Ontario signs deal to bring $10/day child care to the province by 2025

Ontario has come to an agreement with the federal government to implement $10/day childcare to the province by 2025.

By Meredith Bond and the Canadian Press

Ontario has become the last province in Canada to sign a deal to bring $10 per day child care to the province by 2025.

Parents will start receiving rebates that will cut fees by up to 25 per cent in May. They will see a further cost reduction in December, when fees will be reduced by up to 50 per cent, saving families an average of $6,000 per year.

“This is real money for families at a time where we know cost of living continues to go up … The challenges that our economies are facing means this is real money that will stay in the pockets of families this year to help with everything,” said Prime Minister Justin Trudeau

Further cuts will be made in September 2024 and will reach $10 a day by September 2025.

The deal, worth $13.2 billion over five years, was announced on Monday by Premier Doug Ford with Trudeau in Brampton.

The agrement also has Ontario creating 86,000 child-care spaces, though that number includes more than 15,000 spaces already created since 2019.

“We know the economic growth that is unlocked when moms no longer have to choose between having a family or advancing their career.
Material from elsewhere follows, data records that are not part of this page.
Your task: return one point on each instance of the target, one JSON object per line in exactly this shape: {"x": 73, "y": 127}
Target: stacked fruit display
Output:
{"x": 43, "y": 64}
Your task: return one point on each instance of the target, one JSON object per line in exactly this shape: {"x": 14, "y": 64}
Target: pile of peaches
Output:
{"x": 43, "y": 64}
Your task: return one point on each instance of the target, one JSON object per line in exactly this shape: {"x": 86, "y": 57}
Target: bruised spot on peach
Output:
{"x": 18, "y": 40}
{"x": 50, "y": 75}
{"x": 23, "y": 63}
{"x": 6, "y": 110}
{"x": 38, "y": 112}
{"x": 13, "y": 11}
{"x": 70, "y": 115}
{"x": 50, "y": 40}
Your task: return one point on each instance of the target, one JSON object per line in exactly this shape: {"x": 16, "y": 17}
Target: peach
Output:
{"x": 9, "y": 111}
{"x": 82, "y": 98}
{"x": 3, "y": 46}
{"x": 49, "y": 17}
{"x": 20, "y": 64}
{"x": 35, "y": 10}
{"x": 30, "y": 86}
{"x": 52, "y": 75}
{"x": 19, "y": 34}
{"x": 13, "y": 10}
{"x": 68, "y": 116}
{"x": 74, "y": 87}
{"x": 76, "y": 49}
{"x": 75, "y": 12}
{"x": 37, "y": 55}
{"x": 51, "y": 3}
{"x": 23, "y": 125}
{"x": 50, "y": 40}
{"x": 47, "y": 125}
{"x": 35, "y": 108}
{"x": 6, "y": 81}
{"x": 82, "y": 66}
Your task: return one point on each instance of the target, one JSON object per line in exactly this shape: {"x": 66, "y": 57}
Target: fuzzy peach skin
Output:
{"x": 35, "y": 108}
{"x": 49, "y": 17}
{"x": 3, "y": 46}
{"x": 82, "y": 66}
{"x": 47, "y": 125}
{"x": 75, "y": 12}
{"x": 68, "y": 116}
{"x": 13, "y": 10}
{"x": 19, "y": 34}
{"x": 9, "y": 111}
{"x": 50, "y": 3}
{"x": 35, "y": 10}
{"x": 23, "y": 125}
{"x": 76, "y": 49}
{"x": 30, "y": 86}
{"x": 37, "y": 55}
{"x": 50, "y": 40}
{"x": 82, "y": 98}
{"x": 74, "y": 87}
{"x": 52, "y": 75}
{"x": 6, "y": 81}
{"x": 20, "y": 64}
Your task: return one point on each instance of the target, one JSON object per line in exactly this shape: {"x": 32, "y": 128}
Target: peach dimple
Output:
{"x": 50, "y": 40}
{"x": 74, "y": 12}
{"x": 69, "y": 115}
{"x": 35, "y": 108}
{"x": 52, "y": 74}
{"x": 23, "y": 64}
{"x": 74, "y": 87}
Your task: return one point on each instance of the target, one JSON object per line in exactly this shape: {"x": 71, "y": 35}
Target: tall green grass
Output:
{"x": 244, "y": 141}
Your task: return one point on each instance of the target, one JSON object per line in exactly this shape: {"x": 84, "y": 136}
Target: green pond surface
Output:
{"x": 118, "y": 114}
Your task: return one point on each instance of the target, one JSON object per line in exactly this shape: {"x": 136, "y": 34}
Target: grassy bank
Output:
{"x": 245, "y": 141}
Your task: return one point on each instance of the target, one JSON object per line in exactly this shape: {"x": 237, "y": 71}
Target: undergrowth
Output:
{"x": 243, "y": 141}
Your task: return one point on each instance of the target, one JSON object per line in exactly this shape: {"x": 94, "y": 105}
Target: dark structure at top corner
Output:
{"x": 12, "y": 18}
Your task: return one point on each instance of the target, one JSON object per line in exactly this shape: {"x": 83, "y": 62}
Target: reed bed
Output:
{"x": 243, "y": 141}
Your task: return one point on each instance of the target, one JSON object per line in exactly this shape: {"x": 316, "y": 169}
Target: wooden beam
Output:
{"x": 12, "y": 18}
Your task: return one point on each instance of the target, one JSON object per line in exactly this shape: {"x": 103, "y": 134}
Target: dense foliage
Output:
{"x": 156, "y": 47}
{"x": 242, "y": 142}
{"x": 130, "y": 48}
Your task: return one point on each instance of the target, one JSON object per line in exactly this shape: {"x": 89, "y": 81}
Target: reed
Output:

It’s a benefit not just to family, not just to kids, but to all of us,” said Trudeau in his announcement.

“It is the fruits of more than half a century of activism by Canadian feminists who have understood for a really really long time that early learning and child care was an essential feminist policy, but also an essential economic policy,” added Deputy Prime Minister Chrystia Freeland.

The province confimed Monday they had secured a sixth year of funding, which will be its share of $9.2 billion long-term funding laid out in the initial child care plan from the federal government.

The provincial government was also able to secure more flexibility in how the money will be spent, and able to secure a review with a deal in year three with more possible funding being implemented at that point.

Minister of Education Stephen Lecce said while other provinces’ funding will focus on not for profit childcare, Ontario was “able to secure some flexibility to protect parental choice, including for those small business owners, often women-owned enterprises.”

Lecce added they will be maintaining the Ontario child care tax credit program as well.

Rebates will start to be handed out in May, just a few weeks before the provincial election is set to take place. Ford explained this child care deal is just one of the ways his government is “laser focused on finding more ways to keep costs down for Ontario families.”